Worker mapping per agent class:

Agent classWorker
coder, refactoroptimize
tester, testgentestgaps
reviewer, security-auditoraudit
docs, api-docsdocument
analyzer, perf-analyzerbenchmark

Lower priority than Parts 1-4 because workers run async and benefit from stable upstream signal — Part 4 should land first.

Scope guardrails

  • This ADR does not change runtime code in @claude-flow/cli. All edits are in plugins/ruflo-*/.
  • Each part is independently shippable.
  • No new ADR cycle unless a part surfaces a runtime gap (e.g.
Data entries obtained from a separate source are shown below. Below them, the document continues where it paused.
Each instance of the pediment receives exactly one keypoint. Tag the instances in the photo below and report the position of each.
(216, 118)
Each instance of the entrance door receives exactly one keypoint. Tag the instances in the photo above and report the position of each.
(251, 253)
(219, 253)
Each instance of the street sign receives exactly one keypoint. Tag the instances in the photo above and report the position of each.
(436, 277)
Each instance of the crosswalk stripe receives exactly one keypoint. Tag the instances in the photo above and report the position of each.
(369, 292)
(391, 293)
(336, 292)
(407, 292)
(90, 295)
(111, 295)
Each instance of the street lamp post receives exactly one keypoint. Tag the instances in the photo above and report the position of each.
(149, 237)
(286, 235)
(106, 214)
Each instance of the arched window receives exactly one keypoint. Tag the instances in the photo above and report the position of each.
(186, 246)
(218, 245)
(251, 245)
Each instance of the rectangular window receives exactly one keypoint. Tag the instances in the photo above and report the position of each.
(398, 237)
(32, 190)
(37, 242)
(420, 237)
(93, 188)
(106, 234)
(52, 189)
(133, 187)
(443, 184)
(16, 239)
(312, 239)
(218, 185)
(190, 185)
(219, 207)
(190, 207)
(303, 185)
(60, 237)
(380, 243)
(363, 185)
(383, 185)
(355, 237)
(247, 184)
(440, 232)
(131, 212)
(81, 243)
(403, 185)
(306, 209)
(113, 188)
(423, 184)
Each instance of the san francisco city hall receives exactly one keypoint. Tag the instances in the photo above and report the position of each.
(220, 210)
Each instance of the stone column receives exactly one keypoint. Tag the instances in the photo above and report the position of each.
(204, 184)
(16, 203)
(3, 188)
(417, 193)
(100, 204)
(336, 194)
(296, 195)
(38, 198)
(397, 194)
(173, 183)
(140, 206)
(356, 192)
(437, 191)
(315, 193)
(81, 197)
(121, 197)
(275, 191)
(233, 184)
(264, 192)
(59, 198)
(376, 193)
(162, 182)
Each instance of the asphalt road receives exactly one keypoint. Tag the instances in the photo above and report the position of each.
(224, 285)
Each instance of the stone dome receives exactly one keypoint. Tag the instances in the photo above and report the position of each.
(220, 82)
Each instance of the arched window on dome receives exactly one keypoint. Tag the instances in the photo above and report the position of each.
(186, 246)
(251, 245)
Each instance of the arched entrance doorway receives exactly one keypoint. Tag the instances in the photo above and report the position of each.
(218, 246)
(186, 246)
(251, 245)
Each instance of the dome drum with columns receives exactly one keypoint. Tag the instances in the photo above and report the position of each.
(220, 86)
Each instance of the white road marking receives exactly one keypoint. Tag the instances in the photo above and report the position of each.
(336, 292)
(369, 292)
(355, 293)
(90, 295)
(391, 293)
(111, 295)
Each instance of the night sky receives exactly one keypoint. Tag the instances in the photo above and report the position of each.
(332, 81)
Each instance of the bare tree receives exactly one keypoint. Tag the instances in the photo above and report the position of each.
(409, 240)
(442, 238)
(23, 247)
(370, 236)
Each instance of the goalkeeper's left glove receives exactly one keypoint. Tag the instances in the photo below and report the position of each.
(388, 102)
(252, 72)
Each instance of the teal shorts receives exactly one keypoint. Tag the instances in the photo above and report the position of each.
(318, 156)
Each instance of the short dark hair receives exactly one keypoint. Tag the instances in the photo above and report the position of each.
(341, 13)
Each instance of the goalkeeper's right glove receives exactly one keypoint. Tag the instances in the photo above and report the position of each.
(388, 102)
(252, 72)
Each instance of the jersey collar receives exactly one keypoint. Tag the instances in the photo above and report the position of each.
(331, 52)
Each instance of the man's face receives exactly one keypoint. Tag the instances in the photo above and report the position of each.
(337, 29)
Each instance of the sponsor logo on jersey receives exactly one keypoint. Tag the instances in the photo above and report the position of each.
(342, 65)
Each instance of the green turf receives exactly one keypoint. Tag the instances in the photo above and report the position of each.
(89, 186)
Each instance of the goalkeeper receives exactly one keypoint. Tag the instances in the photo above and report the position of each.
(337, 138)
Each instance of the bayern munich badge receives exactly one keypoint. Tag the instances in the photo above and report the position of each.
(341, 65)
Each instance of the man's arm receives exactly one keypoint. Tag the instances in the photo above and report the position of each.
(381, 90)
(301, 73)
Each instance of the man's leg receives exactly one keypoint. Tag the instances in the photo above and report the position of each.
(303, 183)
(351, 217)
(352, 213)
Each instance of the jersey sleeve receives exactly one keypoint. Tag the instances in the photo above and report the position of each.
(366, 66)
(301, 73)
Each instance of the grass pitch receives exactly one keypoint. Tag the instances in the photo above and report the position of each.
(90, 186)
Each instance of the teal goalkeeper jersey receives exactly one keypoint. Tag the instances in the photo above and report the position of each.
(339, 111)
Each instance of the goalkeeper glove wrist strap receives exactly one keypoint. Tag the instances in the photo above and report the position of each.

Part 5 might need a new MCP tool for worker telemetry; if so, separate ADR).
  • Per-plugin version bumps follow semver: capability sync = minor (0.1.0 → 0.2.0); token diet alone = patch (0.1.0 → 0.1.1).

Implementation status

PartScopeStatus
1Capability sync (6 plugins)pending
2Token diet (4 plugins)pending
3Model tier rightsizing (1 agent)pending
4Neural training hook (7 agents)pending
5Worker dispatch (variable)pending — lands after Part 4

Acceptance criteria

The pass is done when:

  • Each affected plugin (per Part 1) has a paragraph or bullet list referencing the relevant ADR-094/095/096/097 capability.
  • All 4 outlier agent prompts are ≤ 60 lines.
  • ruflo-security-audit/security-auditor.md is on model: sonnet.
  • All 43 plugin agents include a hooks post-task --train-neural true invocation.
  • At least 8 work-producing agents include a hooks worker dispatch invocation tied to the right background worker.
  • No regression in the plugin marketplace install path (/plugin install ruflo-X@ruflo still resolves).
  • Spot-check: ruflo doctor -c agentic-flow and the broader doctor output stays green.

Trade-offs

DecisionAlternativeWhy this
Reference tables → skills/REFERENCE.mdKeep them in the agent promptSkills load on-demand, REFERENCE.md loads on-explicit-read; either avoids paying tokens every spawn.
Sonnet for security-auditStay on opusIf post-rollout QA shows degradation, revert. The 5× cost difference is worth a trial period.
Standard post-task tail across all agentsHand-tune eachStandard tail is auditable; users can grep the plugin tree to confirm coverage.
Workers via hooks-dispatchDirect in-process triggerHooks are the existing surface; in-process dispatch would require a new API.
Per-plugin minor bump for capability syncBulk 0.2.0 across allSelective bumps signal which plugins materially changed; bulk would obscure that.

Risks

  1. Skills/REFERENCE refactor breaks agent flow — moving reference tables out of the prompt may break agents that implicitly relied on them being in-context. Mitigation: each token-diet PR runs the existing skill tests and a smoke spawn before merge.
  2. Sonnet drop hurts security-audit quality — possible. Roll out behind a doc note, monitor for one release cycle, revert if needed.
  3. Worker dispatch firehose — if every agent fires a worker, the daemon could fall behind. Mitigation: workers already have priority queues; if backpressure shows, cap dispatch frequency in the agent prompt to 1/N tasks.